The poppies symbolize honouring the many fallen but also hope for the future, for peace. And the real ones, their green closed heads drooping downward until they are ready to bloom, unfurling their silken petals and rising on tall graceful stems, are like the human soul: fragile, sometimes forlorn, capable of atrocities, but also at times blossoming with gentle grace. Such beauty co-mingled with such horror—the red poppies remind us of both.

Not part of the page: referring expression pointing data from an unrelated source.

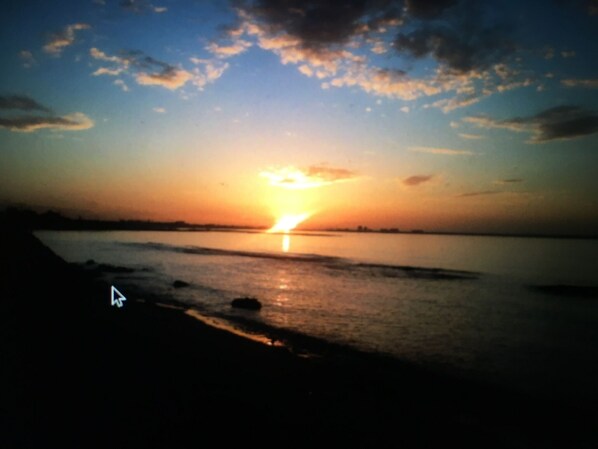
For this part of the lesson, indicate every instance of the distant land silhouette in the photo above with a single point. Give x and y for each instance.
(23, 218)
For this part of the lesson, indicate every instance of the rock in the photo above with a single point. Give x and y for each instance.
(180, 284)
(246, 303)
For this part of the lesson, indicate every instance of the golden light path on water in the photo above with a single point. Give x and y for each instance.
(285, 225)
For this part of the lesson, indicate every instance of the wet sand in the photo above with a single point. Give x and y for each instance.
(77, 372)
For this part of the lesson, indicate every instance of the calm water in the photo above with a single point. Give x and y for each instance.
(476, 317)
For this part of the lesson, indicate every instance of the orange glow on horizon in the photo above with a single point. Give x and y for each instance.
(287, 223)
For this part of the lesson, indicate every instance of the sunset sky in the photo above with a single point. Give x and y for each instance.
(441, 115)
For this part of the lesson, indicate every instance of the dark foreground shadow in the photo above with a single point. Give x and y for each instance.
(76, 372)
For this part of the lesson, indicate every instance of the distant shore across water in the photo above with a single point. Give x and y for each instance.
(147, 376)
(51, 220)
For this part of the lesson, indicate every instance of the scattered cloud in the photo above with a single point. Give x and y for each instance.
(21, 102)
(71, 122)
(417, 180)
(587, 83)
(106, 71)
(148, 71)
(27, 58)
(310, 177)
(442, 151)
(509, 181)
(482, 193)
(57, 42)
(141, 6)
(471, 136)
(561, 122)
(326, 40)
(122, 85)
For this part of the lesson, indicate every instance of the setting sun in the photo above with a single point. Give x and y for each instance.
(287, 223)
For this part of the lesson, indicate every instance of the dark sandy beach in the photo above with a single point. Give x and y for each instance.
(76, 372)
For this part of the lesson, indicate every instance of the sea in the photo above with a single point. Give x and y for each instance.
(510, 311)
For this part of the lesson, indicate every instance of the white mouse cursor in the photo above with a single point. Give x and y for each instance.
(116, 297)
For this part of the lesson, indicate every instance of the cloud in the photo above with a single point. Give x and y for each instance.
(141, 6)
(416, 180)
(27, 57)
(106, 71)
(587, 83)
(310, 177)
(482, 193)
(71, 122)
(325, 40)
(561, 122)
(57, 42)
(169, 78)
(22, 103)
(462, 45)
(99, 54)
(122, 85)
(145, 70)
(442, 151)
(509, 181)
(471, 136)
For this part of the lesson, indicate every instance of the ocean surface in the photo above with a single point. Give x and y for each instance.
(477, 307)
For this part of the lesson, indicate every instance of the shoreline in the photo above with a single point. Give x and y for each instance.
(152, 376)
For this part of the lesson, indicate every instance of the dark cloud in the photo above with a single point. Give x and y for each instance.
(319, 23)
(140, 6)
(22, 103)
(457, 35)
(509, 181)
(428, 8)
(416, 180)
(561, 122)
(72, 122)
(460, 34)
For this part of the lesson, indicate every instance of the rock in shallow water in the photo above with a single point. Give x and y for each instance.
(180, 284)
(246, 303)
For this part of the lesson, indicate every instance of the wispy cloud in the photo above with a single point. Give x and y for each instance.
(442, 151)
(71, 122)
(21, 102)
(587, 83)
(141, 6)
(307, 178)
(57, 42)
(471, 136)
(148, 71)
(417, 180)
(46, 120)
(325, 41)
(509, 181)
(27, 58)
(561, 122)
(482, 193)
(120, 83)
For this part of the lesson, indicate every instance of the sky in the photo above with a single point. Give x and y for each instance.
(442, 115)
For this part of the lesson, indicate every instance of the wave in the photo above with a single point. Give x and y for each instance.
(330, 262)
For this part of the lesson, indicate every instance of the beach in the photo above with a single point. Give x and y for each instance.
(80, 373)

As Aleksandr Solzhenitsyn declared in Gulag Archipelago, “the line dividing good and evil cuts through the heart of every human being.” It would be so simple to separate good and evil by states, classes, and political parties, he said, but instead we need to face the truth: become willing to examine ourselves and uproot the evil within. This is a daily ongoing task. An arduous task. C.S. Lewis also spoke to this in “The Weight of Glory.” There are but two possible eternal destinations for each human soul—eternal glory or damnation—and at every moment of every day our choices move us closer to one or the other. Moreover, “All day long we are, in some degree, helping each other to one or other of these destinations.” So we need to be vigilant about how we “conduct all our dealings with one another, all friendships, all loves, all play, all politics.” The stakes can’t be higher, and like soldiers we need to be on ready alert.
In these days of quiet solemnity then as we remember the dead, we could consider the challenge to re-member, to re-collect as members of the human community. We could also welcome re-membering, re-collecting the disparate, sometimes warring aspects of our own psyches.
This past week a third generation Canadian veteran held his box of poppies for shoppers outside of Costco. It was a brilliantly sunny afternoon in this country that we both so love. When he and I exchanged a little of each other’s stories, he said, “It’s bringing tears to my eyes.”
“Yes,” this season whispers. “Yes, it’s time. It’s time for re-membering, for choosing to wish to become increasingly whole. Begin the task; let Mercy guide you. May the poppies remind you.”